Il contratto entra in vigore immediatamente ed i benefici economici potranno essere goduti in alcune aziende già a partire dal mese corrente. Con lo stipendio di giugno dovrebbero essere corrisposti anche gli arretrati.
Si chiude così una tornata contrattuale lunga e difficile, che ha portato all’introduzione delle sanzioni ma anche ad una nuova visione dell’esclusività di rapporto, la quale non sarà più “ un elemento distinto della retribuzione che non viene calcolato al fine della determinazione del monte salari cui fanno riferimento gli incrementi contrattuali”.
Sdoganata l’indennità per l’esclusività di rapporto. Introdotte le sanzioni.
Roma, 10 febbraio 2010
La trattativa per il rinnovo del Contratto di lavoro iniziata la mattina del 9 gennaio si è conclusa dopo la mezzanotte con la firma dei due seguenti contratti:
- CCNL 2006-2009 - Ipotesi di Contratto integrativo
- CCNL 2006-2009 - Ipotesi di contratto per il biennio economico 2008-2009.
La scarsa entità delle risorse economiche a disposizione ha spostato l’attenzione sulla parte normativa, anche in considerazione del fatto che si trattava sull’introduzione delle sanzioni disciplinari. La trattativa su questo argomento ereditato dal precedente contratto è rimasta a lungo bloccata, per il rifiuto opposto dalla controparte ad inserire delle norme che prevedessero il reintegro del dirigente in caso di sentenza assolutoria. La situazione di stallo si era trascinata sino a quando la parte pubblica è stata disposta a riconoscere il diritto del dirigente ad essere reintegrato nel ruolo, in presenza di una sentenza assolutoria della magistratura. Per il resto, il contratto non ha potuto fare altro che registrare la normativa sulla responsabilità dei dipendenti pubblici, introdotta dal decreto Brunetta (D.Leg. 150/2009), nella quale si è riusciti ad inserire delle sanzioni meno gravose, come la “censura scritta”, in precedenza non prevista.

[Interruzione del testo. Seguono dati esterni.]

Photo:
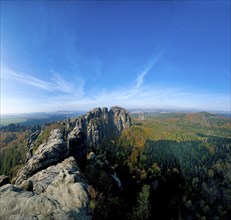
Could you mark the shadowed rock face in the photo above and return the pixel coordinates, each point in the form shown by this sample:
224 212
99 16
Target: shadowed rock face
52 152
51 185
60 192
100 124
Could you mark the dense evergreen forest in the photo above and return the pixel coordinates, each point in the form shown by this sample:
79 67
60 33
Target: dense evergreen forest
171 166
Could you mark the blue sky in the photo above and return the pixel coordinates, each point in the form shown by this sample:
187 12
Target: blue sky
77 55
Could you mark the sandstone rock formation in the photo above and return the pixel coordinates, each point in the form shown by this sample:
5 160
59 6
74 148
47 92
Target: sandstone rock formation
59 192
51 185
100 124
55 150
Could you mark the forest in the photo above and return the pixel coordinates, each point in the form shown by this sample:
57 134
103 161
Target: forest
171 166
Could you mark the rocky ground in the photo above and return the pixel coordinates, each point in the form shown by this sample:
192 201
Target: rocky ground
51 184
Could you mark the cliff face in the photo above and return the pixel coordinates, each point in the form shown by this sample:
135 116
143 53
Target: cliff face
51 185
100 124
94 127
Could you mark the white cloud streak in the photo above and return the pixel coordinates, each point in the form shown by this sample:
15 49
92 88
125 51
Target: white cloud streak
71 96
56 85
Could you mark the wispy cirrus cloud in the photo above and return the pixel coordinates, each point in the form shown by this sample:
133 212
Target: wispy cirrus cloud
57 84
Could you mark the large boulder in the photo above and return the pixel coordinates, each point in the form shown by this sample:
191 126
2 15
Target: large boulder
49 153
59 192
100 124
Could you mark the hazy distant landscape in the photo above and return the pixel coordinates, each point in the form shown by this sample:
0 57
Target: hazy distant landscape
115 110
36 118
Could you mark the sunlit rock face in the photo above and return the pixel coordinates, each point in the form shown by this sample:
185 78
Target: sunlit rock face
100 124
58 192
51 185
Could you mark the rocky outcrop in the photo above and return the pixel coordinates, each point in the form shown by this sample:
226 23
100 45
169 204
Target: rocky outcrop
59 192
100 124
4 180
51 185
52 152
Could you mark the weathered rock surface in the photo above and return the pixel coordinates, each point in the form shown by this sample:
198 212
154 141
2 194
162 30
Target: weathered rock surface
4 180
52 152
60 192
100 124
51 185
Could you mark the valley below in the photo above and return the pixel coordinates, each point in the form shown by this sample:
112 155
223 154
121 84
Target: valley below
113 164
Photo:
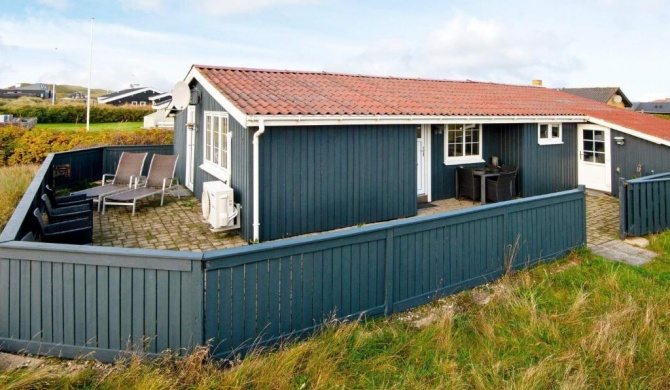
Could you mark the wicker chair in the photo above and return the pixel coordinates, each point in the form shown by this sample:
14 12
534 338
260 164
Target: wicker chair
129 168
468 186
75 231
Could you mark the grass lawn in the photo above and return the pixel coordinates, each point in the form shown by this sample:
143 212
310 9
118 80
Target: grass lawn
93 126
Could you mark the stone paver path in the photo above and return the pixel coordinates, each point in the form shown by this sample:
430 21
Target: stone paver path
177 225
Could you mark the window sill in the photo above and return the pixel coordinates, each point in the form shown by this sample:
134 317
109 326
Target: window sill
464 160
550 142
215 171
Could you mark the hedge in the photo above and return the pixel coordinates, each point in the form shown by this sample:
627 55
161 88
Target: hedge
76 113
20 146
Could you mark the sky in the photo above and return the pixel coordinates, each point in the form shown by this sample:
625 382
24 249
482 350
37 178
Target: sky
569 43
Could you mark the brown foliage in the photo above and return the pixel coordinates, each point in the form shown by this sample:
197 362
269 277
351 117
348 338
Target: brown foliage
18 146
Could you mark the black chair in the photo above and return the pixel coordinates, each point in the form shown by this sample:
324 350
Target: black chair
66 213
511 168
468 186
75 231
501 189
61 201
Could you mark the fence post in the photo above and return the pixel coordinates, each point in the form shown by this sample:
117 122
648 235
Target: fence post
388 268
623 203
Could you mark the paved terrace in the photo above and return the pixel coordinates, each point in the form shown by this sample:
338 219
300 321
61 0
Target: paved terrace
178 224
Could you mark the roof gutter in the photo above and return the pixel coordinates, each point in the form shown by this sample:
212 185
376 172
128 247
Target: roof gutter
632 132
256 179
316 120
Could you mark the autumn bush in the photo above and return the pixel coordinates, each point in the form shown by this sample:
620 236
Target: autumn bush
18 146
76 113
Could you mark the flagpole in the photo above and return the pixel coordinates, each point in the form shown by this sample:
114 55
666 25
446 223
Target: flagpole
53 91
90 67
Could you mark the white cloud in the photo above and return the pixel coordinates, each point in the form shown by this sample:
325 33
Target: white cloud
229 7
469 48
143 5
58 4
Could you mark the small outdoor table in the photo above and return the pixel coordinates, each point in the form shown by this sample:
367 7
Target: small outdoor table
483 174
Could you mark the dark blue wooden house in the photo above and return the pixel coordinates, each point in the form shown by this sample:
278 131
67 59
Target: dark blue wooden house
136 96
312 151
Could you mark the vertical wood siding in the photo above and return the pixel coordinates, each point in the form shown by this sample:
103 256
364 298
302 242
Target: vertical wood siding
645 205
654 158
503 141
316 178
92 300
549 168
241 158
261 293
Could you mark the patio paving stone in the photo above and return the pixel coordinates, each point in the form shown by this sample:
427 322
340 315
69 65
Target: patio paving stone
178 225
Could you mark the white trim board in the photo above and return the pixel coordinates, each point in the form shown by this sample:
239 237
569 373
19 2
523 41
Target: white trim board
634 133
316 120
227 105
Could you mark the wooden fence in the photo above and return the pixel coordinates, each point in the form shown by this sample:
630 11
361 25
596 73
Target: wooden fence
258 294
67 300
644 205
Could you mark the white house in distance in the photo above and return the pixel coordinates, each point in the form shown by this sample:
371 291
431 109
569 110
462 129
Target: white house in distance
135 95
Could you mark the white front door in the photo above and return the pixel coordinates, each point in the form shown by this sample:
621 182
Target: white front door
420 161
190 147
594 157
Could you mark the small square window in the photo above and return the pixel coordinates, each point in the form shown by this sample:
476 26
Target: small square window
549 134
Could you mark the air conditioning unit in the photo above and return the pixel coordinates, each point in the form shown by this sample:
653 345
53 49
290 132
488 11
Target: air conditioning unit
218 207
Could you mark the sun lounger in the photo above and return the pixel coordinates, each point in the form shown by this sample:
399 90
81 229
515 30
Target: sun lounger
159 179
129 168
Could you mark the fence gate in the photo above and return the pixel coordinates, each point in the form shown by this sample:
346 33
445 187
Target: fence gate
644 205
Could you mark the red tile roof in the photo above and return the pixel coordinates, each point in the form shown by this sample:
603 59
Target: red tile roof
281 92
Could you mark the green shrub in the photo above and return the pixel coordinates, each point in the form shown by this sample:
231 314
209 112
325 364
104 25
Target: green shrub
18 146
76 113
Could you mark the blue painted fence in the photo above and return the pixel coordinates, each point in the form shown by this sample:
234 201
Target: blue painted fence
67 300
644 205
258 294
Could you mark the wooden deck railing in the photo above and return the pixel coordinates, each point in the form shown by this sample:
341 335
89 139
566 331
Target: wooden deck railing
67 300
261 293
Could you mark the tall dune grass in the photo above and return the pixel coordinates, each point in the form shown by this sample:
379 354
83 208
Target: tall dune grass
14 181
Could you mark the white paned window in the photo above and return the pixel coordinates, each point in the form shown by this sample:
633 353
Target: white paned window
217 143
549 133
462 143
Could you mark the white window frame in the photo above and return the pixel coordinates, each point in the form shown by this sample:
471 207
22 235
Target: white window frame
218 170
550 139
457 160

Per le problematiche legate al rischio clinico, il contratto ha introdotto delle norme più vincolanti per le aziende e ha indicato gli elementi che devono essere contenuti nelle polizze aziendali per la responsabilità civile.
Tuttavia, a mio avviso, l’elemento destinato a caratterizzare e far ricordare questo contratto di lavoro è costituito dal fatto che, oltre a rivalutare per la prima volta l’indennità per l’esclusività del rapporto, si è riusciti a far abrogare la norma che ha reso sino ad oggi questa indennità come una sorta di oggetto misterioso fra le voci stipendiali del medico. Infatti, dal CCNL del 8 giugno 2000, è stata cancellata la frase che, riferendosi all’indennità per l’esclusività del rapporto, stabiliva: “essa costituisce un elemento distinto della retribuzione che non viene calcolato al fine della determinazione del monte salari cui fanno riferimento gli incrementi contrattuali”.

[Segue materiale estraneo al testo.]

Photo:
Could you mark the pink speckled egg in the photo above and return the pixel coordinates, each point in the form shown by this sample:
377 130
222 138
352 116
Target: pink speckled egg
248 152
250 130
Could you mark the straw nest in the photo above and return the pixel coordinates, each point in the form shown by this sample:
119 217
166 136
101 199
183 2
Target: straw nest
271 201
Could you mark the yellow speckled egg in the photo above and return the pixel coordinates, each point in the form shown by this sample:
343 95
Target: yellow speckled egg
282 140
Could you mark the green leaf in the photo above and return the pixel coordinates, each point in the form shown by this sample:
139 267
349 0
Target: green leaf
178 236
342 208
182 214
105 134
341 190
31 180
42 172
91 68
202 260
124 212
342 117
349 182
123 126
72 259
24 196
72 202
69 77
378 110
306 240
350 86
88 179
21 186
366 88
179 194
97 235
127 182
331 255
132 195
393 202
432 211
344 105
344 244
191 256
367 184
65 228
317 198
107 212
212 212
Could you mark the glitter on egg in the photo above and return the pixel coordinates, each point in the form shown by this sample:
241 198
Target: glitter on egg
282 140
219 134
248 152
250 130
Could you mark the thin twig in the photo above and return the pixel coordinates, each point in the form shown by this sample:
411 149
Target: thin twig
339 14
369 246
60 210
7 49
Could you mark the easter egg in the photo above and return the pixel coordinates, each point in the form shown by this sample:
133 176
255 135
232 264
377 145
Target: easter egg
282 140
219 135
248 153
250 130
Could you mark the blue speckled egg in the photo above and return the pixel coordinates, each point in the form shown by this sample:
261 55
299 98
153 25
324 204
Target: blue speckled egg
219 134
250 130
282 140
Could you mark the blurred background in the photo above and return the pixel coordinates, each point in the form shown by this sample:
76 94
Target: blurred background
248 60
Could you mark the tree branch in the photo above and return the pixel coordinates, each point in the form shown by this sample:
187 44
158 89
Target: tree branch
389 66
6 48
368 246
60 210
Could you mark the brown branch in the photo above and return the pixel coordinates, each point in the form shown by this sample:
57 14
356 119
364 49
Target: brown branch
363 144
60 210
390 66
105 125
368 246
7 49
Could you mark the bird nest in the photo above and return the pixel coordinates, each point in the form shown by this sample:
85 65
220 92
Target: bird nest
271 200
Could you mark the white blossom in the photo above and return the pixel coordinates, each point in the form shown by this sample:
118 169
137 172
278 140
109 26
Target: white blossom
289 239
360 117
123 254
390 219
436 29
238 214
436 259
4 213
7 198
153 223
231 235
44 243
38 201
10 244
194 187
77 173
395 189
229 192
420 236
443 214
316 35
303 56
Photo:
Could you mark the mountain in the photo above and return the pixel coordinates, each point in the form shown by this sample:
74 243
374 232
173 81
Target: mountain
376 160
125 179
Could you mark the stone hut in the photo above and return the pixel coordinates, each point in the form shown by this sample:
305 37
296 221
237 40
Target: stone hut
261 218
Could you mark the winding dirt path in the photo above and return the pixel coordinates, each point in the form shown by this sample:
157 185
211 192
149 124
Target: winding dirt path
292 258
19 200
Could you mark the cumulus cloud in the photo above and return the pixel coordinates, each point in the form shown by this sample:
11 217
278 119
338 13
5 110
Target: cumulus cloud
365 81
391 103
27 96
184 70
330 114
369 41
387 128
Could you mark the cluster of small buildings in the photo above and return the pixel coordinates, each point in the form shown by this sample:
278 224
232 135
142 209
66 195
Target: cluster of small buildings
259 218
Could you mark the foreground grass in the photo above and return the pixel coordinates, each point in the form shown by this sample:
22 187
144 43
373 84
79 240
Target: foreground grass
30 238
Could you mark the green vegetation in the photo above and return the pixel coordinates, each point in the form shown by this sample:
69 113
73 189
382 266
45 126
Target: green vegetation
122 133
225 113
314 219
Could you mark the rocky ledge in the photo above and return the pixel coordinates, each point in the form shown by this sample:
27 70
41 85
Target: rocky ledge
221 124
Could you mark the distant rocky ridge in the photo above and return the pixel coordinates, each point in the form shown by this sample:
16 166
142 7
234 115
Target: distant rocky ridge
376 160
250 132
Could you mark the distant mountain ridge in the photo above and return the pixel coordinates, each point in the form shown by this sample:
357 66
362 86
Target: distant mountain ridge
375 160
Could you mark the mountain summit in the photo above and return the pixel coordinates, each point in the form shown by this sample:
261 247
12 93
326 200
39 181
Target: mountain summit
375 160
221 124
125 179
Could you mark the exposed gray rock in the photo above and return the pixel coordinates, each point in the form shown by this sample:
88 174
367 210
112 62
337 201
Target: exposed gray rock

Questo significa che l’indennità di rapporto entra a far parte del monte salari e dal prossimo contratto di lavoro sarà possibile calcolare l’aumento percentuale anche su questa voce stipendiale. Inoltre, con l’entrata in vigore del contratto si potrà chiedere di non far praticare più su questa indennità le ritenute previste nei primi giorni di malattia.

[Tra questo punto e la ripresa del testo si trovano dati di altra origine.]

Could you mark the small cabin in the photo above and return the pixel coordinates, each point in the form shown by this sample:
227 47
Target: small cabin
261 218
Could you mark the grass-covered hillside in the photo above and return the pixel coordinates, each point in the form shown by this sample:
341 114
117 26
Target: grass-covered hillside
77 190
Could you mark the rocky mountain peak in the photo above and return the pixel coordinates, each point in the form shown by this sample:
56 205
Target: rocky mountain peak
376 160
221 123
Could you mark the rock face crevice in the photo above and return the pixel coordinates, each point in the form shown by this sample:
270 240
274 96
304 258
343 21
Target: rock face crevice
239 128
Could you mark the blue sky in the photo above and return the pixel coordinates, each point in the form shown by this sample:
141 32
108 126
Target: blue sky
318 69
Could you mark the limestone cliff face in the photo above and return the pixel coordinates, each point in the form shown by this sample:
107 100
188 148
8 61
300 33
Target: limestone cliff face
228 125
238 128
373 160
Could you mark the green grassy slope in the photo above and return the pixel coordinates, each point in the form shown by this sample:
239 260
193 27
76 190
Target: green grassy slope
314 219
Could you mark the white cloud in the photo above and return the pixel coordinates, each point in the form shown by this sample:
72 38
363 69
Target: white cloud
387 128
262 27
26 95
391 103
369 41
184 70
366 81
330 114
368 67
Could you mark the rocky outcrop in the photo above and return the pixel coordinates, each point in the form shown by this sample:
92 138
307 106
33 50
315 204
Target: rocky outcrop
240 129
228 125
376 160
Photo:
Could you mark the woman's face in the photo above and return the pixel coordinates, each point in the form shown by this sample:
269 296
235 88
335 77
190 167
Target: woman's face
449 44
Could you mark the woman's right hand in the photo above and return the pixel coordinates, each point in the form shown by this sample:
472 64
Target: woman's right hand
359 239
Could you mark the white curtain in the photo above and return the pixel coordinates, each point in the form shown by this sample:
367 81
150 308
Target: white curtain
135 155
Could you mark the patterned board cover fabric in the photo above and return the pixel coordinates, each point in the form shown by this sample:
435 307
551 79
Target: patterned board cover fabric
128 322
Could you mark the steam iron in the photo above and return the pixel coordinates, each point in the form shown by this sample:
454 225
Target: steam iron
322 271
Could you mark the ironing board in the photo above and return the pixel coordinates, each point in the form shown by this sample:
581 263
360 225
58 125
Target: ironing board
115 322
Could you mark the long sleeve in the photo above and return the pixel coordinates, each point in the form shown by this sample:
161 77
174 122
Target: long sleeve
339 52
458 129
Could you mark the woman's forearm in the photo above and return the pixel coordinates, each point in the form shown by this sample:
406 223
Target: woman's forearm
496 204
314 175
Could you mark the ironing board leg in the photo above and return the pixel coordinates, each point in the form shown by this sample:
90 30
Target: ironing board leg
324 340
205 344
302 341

L’ipotesi di Contratto Nazionale che è stata firmata questa notte dalla maggioranza delle OO.SS. della Dirigenza medica e veterinaria, prima di diventare un Contratto Nazionale applicabile dovrà ricevere l’approvazione del Comitato di settore, della Corte dei Conti e del Consiglio dei Ministri, nonché passare al vaglio dei Ministeri dell’Economia e della Funzione pubblica.